Emotional Precision
/I want to not focus on the latest tragedies, at any given time. I don't want to be manipulated by events and media coming from other places and people. Part off that is probably a resistance to the out-of-control feeling of grieving. Grieving for those we knew, or had some substantive connection to, is legitimate and appropriate. But I have a harder time allowing myself to be drawn into the flood of emotion, the helpless feeling of drowning, swept away and around by the currents of events and of evil, for people I only have a tenuous, distant connection (if any) to.

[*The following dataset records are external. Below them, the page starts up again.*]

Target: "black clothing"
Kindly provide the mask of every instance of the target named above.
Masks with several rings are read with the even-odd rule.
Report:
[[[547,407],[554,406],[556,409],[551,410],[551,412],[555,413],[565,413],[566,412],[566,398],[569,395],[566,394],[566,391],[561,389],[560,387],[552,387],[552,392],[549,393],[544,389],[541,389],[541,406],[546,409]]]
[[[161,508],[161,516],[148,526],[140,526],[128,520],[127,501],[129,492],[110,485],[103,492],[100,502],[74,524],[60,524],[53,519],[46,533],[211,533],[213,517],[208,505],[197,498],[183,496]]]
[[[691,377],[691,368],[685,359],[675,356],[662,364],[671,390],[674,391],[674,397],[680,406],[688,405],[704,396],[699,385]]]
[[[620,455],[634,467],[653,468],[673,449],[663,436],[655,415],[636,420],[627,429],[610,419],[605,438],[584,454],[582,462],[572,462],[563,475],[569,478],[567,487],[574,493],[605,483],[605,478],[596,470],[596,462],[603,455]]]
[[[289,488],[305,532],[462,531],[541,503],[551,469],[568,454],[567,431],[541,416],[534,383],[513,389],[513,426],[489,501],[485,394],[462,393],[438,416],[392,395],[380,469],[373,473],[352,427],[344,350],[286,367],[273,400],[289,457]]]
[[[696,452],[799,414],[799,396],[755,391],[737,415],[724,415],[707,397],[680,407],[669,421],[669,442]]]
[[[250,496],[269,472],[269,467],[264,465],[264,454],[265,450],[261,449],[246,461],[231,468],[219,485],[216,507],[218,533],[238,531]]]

Instead I make efforts to resist this wearying overwhelming, while not cynically denying the humanity of the grieving, or the legitimacy of their pain. One way I do this is to look for the bigger picture. If someone was killed, and injustice in that instance sprang forth, however painful and real the event was, was it an anomaly or part of a pattern? Is it part of an improving pattern, or are things worsening? Is it possible that this event was bad, but the overall pattern is one of improvement? Can we acknowledge and support the legitimacy of mourning and passion for an event, but see a measure of hope in positive movement in a larger pattern?

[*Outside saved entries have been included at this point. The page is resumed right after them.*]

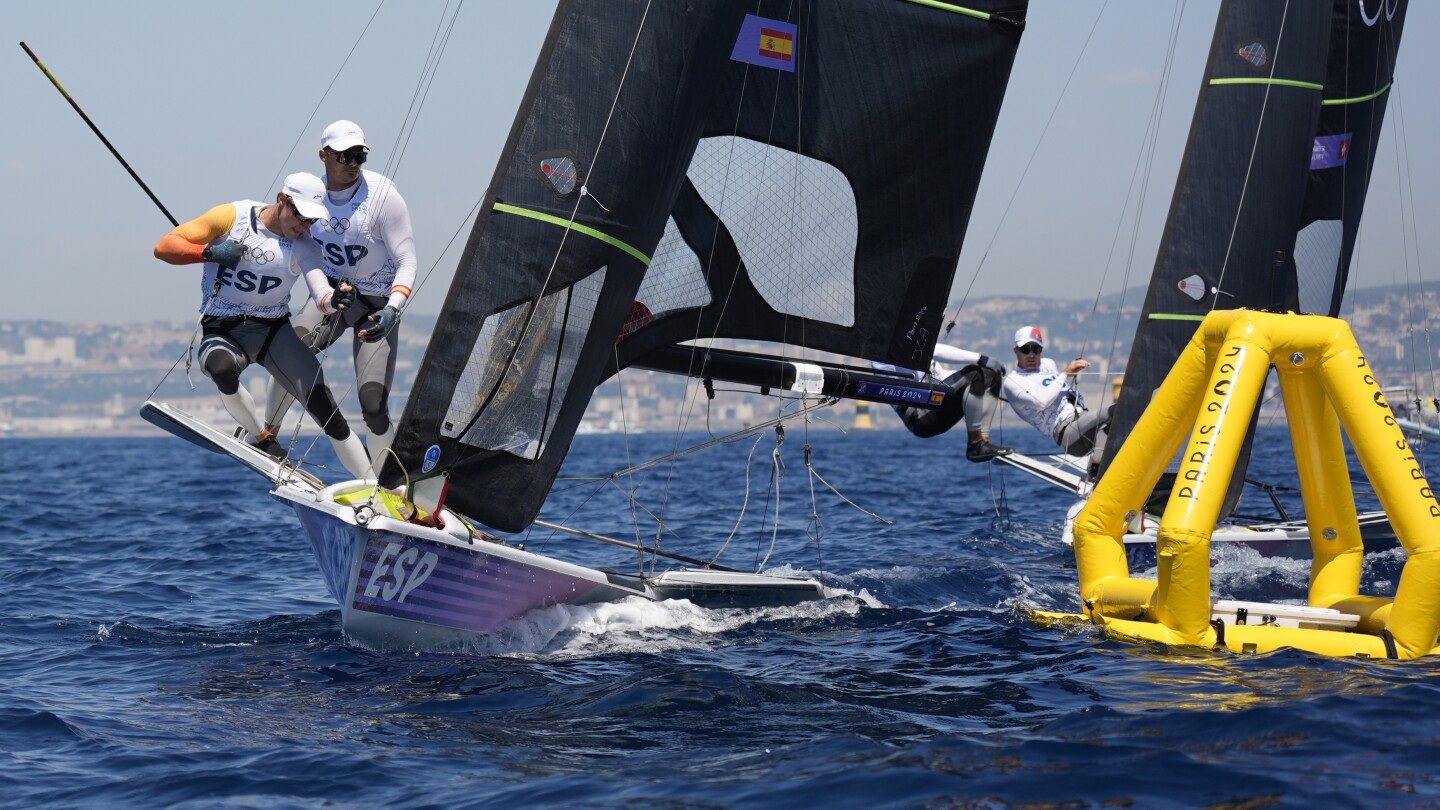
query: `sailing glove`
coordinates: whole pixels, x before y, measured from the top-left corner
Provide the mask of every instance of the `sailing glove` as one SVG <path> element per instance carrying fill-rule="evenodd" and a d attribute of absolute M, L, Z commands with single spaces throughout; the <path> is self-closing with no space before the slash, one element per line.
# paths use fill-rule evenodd
<path fill-rule="evenodd" d="M 399 322 L 400 313 L 395 307 L 385 307 L 379 312 L 371 313 L 370 317 L 365 319 L 366 326 L 360 332 L 360 339 L 366 343 L 379 343 Z"/>
<path fill-rule="evenodd" d="M 340 282 L 330 296 L 330 308 L 339 312 L 355 303 L 355 287 L 348 281 Z"/>
<path fill-rule="evenodd" d="M 200 258 L 207 262 L 215 262 L 227 270 L 234 270 L 235 265 L 245 258 L 245 251 L 246 247 L 243 242 L 231 239 L 219 245 L 206 245 L 205 249 L 200 251 Z"/>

What I don't want is for an evil instance to overshadow a better pattern, for the unjust anomaly to become an excuse for politicians to grab power to solve a problem that already is moving in a positive direction. And of course if there really is a pattern of festering, unaddressed injustice, and the nature of the problem is truly responsive to governmental action, then I absolutely would support action to address that.
But in my understanding and observation and experience, the problem most often is not that new principles and laws need to be created and put into practice. Creating effective law is hard, and fraught with the gravity towards unintended consequences. Much more often the requisite principles are already embodied in existing laws and structures; they are just not being implemented in good faith, with a full effort.